BoE: Solvency II: ORSA and the ultimate time horizon — non-life firms


This supervisory statement sets out the PRA’s expectations of how non-life firms should identify and manage all risks to which their business could be exposed over the long and short term.

This enables firms to assess their ability to meet obligations to policyholders in the event that the firm decides to cease writing business beyond that which it plans to write over the next twelve months, and to meet those obligations in stressed conditions.

This supervisory statement is of interest to UK solo insurance firms within the scope of Solvency II that carry out non-life business, and to the Society of Lloyd’s in respect of each of their Syndicates and in respect of outputs of the Lloyd’s internal model.
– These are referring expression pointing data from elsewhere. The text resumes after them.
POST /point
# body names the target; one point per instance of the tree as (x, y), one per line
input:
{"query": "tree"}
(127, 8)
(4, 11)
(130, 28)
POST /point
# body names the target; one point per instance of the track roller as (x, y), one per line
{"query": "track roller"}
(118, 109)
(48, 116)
This statement is consistent with SS4/13 on capturing all known risks in a firm’s forward-looking assessment, or ORSA, and sets out an option that enables firms to demnstrate the consideration of the ultimate time horizont.

The PRA expects firms to consider, and to be able to demonstrate to the PRA that they have considered:

  • The total uncertainty and risk over the time horizont of the run-off of a firm’s obligations to its policyholders, including obligations relating to business planned to be written in the twelve months following the relevant reference date ("the ultimate horizon“);and
  • risks over the ultimate time horizon in order to adequately capture all known risks as part of their ORSA.